Walker's ideas are stipulated by the tendency towards global freedom and equities that are considered the basis of human rights. As an African-American female, this artist comprehends the importance of continuing the struggle for elimination of racial and gender prejudices. Therefore, her works reveal the condemnation of injustice and resentment regarding the remains of stereotypic thinking in today's society, which is supposed to have high emotional intelligence.

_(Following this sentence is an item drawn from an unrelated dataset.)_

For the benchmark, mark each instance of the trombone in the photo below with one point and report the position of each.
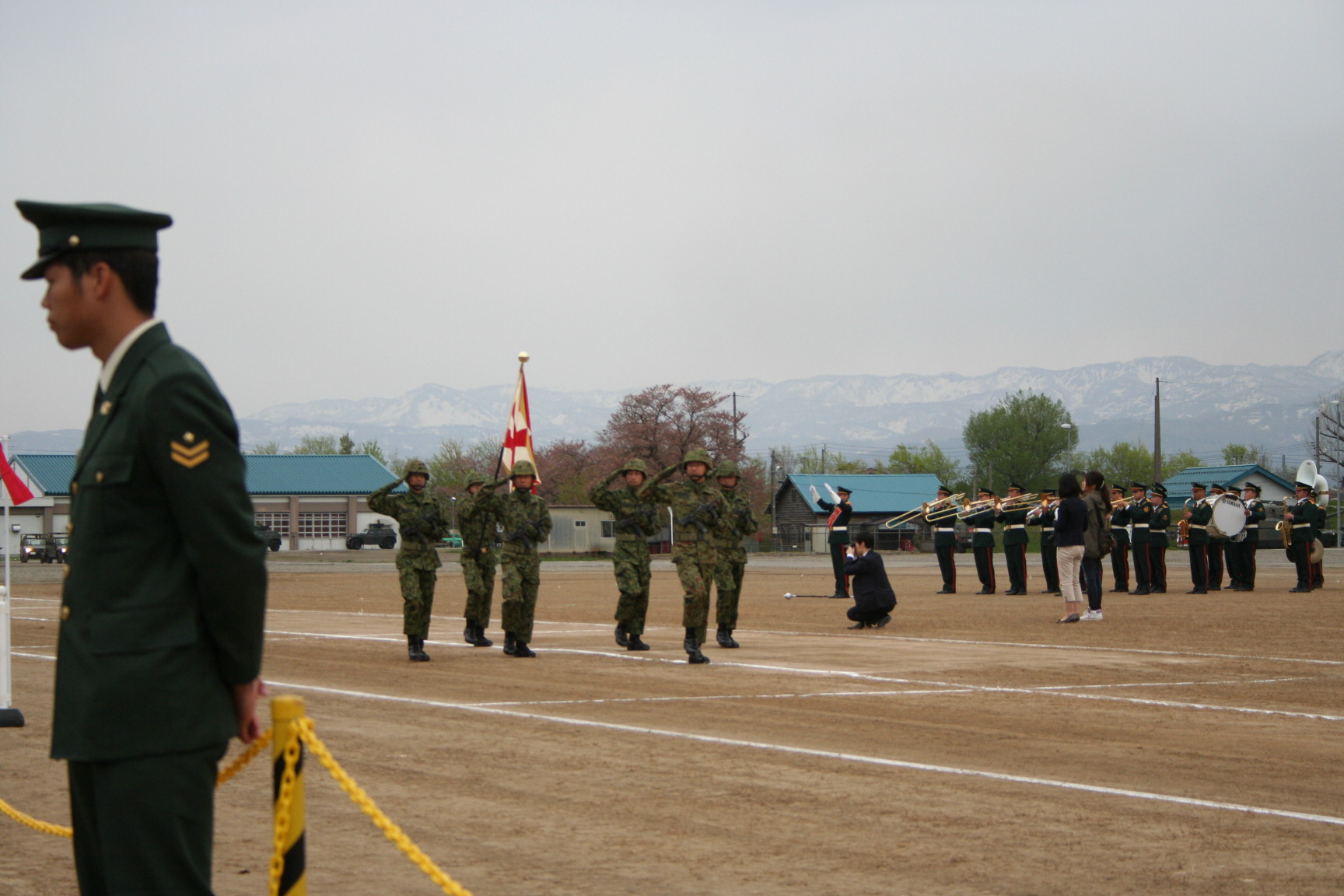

While observing Walker's graffiti and installation, one can easily notice that the author addresses the issue of racism through the contrast in colors. Specifically, it begets the idea that the entire world is divided into black and white. What is more, her two-dimensional collection called Emancipation Approximation corresponds the sad idea that stereotypes are not easy to be eliminated. For example, in this collection there is a picture of white swans with black heads of African individuals. It is an allegory - swans embody freedom, and they are positive objects who do not suffer from prejudices. Nevertheless, at the same time, they have black heads. In the modern world, people are granted with freedom, but in reality, it is not always possible to avoid stereotypes that impose limitations fully. Therefore, African-American people may feel like those swans: free to fly, whereas, in fact, their heritage resonates with the social identity of the South and, figuratively speaking, their African-American heads pull them down to the ground. This situation does not allow flying and enjoying their lives to the fullest. Furthermore, the issue of racism is also stressed with the sphinx sculpture of a white sugar woman with African features who is being served by small negro-boys.

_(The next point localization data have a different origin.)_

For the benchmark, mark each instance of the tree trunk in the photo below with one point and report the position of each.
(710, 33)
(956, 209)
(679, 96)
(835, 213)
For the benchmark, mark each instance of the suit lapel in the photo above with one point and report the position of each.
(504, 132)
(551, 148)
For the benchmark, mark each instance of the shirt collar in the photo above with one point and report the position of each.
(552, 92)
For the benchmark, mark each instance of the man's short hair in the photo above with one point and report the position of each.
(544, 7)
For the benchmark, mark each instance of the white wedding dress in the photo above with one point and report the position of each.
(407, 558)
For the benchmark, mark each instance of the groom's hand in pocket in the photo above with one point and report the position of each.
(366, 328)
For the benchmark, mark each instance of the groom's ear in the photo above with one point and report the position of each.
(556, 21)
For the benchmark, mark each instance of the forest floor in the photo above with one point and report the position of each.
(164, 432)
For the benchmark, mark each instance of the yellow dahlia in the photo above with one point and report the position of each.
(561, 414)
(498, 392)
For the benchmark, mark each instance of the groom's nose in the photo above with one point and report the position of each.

Nevertheless, this sculpture also refers to the problem of gender inequity because while viewing this piece of modern art, one can notice something unpleasant and disturbing in this image. Probably, it is the nudity of female, which embodies the idea of insecurity, lack of rights, poor protection of the personal space, and lower social status. Simply put, this image implies the involuntary disclosure, or, in other words, the notion of being a subject, but not the object of social life.

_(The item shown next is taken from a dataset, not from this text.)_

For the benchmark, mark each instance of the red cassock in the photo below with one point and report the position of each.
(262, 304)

In overall, it is appropriate to emphasize that Kara Walker accentuates topical ideas about social inequity. To succeed with this task, this artist implements sharp contrast of colors, mostly black and white, and shapes. In addition, given that the created images are either full-sized or huge, it is possible to assume that Walker appeals the size in order to stress the magnitude of those social issues. These particularities are the trademarks of Kara Walker that make her arts recognizable among other contemporaries.

The resemblance between Walker and Heartfield is that both artists work mostly with black-and-white palette. On the one hand, it evokes the sense of simplicity that possesses great aesthetic side. On the other hand, black-and-white collages, paper silhouettes, and installation reveal strong contrast, which assists in transferring the ideas from the artists to their audience. Another particularity that unites the artworks of Walker and Heartfield is the adherence to topical social issues of their nation and time. Specifically, being sensitive to the modern struggle against racism, gender, financial inequity, and prejudices, Kara Walker explicitly condemns these wicked notions using her images and installation. Similarly, living and creating in the interwar period, Heartfield has implemented photomontage to condemn ethnic discrimination.

What is more, Walker and Heartfield share a similar approach of creating images: colliding contrasting matters. This peculiarity is clearly visible in Walker's Emancipation Approximation. For instance, as was discussed above, the black heads are combined with the white swans' bodies. Another example is a while sphinx with the prominent features of a black woman. Similarly, Heartfield's Adolf Hitler - Superman contains contrasting images of a human's body, x-ray body, and money. This way of combining the matters, at first sight, increases the aesthetic value of Walker's and Heartfield's artworks. In addition, it reinforces the power of artists' ideas and makes them more prominent for an average viewer.